Deze uitspraak is gedaan door mr. S.A.J. Bastiaansen, rechter, in aanwezigheid van mr. M.A.M. van Meer, griffier, op 24 september 2021 en openbaar gemaakt door middel van geanonimiseerde publicatie op www.rechtspraak.nl.
De griffier, De rechter,
Afschrift aangetekend verzonden aan partijen op:

Rechtsmiddel

Tegen deze uitspraak kunnen partijen binnen zes weken na de verzenddatum hoger beroep instellen bij het gerechtshof te ‘s-Hertogenbosch (belastingkamer), Postbus 70583,
5201 CZ ’s-Hertogenbosch.
Bij het instellen van hoger beroep dient het volgende in acht te worden genomen:
1. bij het beroepschrift wordt een afschrift van deze uitspraak overgelegd.

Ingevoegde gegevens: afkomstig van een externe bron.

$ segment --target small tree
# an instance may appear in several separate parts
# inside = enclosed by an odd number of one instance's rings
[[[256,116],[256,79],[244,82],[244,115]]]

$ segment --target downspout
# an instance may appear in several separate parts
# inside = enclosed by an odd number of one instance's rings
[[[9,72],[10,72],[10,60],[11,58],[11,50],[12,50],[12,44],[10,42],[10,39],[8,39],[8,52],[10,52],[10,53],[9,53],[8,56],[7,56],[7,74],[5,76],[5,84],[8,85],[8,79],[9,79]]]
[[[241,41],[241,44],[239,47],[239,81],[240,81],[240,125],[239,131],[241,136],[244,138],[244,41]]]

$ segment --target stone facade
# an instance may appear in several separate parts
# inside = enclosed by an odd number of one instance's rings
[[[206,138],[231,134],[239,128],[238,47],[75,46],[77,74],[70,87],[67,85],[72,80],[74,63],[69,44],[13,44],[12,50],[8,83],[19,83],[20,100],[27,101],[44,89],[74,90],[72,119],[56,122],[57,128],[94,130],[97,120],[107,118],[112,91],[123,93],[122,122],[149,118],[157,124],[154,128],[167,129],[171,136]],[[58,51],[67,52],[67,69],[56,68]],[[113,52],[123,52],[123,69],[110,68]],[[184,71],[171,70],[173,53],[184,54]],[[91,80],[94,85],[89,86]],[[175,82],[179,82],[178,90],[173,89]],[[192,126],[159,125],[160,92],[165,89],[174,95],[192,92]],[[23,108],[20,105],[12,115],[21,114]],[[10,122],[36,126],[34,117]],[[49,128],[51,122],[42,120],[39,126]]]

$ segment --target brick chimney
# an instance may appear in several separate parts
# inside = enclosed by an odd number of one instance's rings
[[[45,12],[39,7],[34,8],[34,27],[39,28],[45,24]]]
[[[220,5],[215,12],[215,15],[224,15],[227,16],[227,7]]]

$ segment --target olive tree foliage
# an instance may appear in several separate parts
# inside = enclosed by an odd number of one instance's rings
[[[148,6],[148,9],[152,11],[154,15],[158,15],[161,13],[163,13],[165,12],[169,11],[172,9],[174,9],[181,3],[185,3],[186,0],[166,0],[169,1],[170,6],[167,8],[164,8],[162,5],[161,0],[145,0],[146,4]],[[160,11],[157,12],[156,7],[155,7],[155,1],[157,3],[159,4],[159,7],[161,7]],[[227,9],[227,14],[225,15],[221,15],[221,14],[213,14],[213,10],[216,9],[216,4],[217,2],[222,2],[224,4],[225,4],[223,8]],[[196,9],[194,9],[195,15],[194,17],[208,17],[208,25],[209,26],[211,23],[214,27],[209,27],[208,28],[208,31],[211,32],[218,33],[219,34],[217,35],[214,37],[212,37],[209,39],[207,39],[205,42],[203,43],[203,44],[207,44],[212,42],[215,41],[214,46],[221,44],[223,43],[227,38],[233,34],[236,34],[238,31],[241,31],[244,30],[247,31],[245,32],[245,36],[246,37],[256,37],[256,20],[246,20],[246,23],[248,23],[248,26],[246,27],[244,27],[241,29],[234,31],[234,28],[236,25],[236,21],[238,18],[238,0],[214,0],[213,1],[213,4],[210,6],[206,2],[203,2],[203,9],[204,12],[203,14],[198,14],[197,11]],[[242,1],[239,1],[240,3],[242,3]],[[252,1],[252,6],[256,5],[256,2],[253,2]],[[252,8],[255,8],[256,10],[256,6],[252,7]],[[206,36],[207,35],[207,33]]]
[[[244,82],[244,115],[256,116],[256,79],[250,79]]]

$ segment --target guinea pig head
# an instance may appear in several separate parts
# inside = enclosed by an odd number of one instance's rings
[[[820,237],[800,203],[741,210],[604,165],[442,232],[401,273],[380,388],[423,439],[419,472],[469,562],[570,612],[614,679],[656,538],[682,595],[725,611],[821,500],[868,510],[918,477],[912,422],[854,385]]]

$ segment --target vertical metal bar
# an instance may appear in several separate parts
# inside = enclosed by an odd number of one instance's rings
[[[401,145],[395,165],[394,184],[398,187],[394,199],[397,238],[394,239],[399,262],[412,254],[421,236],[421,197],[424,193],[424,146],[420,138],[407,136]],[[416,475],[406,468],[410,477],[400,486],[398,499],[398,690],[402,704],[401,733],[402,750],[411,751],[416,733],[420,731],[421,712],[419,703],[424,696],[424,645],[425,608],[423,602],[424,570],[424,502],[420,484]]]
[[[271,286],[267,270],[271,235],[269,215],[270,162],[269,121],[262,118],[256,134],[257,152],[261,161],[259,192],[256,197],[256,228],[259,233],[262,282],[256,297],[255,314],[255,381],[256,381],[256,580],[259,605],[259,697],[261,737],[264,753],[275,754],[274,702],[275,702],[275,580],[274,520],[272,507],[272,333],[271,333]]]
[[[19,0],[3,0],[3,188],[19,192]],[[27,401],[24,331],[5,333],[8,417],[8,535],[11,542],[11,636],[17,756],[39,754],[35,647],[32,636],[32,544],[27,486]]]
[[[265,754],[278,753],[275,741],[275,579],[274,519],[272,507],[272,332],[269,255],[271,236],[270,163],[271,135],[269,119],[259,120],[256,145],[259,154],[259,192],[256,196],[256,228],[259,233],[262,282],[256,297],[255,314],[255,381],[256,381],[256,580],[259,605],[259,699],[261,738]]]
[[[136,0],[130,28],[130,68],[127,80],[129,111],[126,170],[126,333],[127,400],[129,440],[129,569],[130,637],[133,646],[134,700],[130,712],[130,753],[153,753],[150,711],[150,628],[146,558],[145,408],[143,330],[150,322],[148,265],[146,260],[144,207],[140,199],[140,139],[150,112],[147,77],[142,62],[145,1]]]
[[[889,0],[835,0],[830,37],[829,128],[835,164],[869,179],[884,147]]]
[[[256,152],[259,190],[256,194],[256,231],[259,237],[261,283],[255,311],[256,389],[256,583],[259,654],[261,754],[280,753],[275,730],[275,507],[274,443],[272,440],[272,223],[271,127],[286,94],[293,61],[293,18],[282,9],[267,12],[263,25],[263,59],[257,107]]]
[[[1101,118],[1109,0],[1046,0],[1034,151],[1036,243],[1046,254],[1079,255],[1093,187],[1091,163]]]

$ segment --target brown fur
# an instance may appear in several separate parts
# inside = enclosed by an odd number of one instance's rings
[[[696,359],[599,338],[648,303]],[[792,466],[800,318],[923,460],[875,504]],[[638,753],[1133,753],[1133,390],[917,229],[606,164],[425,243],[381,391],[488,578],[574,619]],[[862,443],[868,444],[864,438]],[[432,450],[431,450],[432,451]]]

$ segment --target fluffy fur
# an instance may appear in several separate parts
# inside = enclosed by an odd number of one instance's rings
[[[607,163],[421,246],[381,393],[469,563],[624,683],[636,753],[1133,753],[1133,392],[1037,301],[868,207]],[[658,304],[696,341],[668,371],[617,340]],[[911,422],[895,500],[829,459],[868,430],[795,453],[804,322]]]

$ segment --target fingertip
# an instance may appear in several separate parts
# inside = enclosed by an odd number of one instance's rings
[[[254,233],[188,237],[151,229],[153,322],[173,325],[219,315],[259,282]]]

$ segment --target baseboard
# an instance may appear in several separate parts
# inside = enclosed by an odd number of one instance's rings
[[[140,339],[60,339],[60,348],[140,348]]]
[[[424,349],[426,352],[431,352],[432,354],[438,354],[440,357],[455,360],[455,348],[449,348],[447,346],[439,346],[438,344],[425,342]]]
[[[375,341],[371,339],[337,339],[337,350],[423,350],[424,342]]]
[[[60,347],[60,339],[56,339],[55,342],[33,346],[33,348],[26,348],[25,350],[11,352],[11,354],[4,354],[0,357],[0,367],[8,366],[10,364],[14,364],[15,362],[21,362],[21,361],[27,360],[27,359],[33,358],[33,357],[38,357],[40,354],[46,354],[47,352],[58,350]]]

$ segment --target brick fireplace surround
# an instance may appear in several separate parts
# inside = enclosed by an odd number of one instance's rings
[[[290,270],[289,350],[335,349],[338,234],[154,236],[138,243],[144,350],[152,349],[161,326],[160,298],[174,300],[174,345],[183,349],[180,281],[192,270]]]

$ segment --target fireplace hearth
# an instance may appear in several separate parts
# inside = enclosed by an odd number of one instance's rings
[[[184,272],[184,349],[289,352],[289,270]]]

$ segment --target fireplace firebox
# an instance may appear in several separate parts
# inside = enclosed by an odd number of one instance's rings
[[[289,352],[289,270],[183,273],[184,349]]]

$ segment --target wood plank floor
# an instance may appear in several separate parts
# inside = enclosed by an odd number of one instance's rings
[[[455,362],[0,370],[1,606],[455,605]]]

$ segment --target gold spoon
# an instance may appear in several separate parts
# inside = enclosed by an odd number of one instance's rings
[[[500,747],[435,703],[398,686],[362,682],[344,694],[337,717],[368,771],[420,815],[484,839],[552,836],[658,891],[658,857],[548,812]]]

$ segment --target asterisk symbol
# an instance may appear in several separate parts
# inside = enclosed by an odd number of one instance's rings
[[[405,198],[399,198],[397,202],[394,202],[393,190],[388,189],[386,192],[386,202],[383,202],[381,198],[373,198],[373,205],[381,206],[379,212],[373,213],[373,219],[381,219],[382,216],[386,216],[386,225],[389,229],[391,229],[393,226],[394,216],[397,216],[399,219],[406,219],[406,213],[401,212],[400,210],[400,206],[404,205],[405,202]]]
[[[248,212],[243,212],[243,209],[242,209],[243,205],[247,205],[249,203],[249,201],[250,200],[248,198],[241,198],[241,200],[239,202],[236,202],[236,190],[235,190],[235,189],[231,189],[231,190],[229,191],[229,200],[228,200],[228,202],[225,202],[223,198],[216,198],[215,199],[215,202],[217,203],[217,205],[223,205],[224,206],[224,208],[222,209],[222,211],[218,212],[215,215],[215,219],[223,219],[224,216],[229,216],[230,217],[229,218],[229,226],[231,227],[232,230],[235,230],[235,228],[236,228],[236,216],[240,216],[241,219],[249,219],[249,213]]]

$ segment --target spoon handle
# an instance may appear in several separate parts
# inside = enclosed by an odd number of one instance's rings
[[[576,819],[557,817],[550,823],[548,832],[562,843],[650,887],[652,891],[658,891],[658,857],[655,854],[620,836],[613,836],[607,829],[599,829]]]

2 - het beroepschrift moet ondertekend zijn en ten minste het volgende vermelden:
a. de naam en het adres van de indiener;
b. een dagtekening;
c. een omschrijving van de uitspraak waartegen het hoger beroep is ingesteld;
d. de gronden van het hoger beroep.
Voor burgers is het mogelijk hoger beroep digitaal in te stellen. Hiervoor kan gebruik worden gemaakt van de formulieren op Rechtspraak.nl / Digitaal loket bestuursrecht.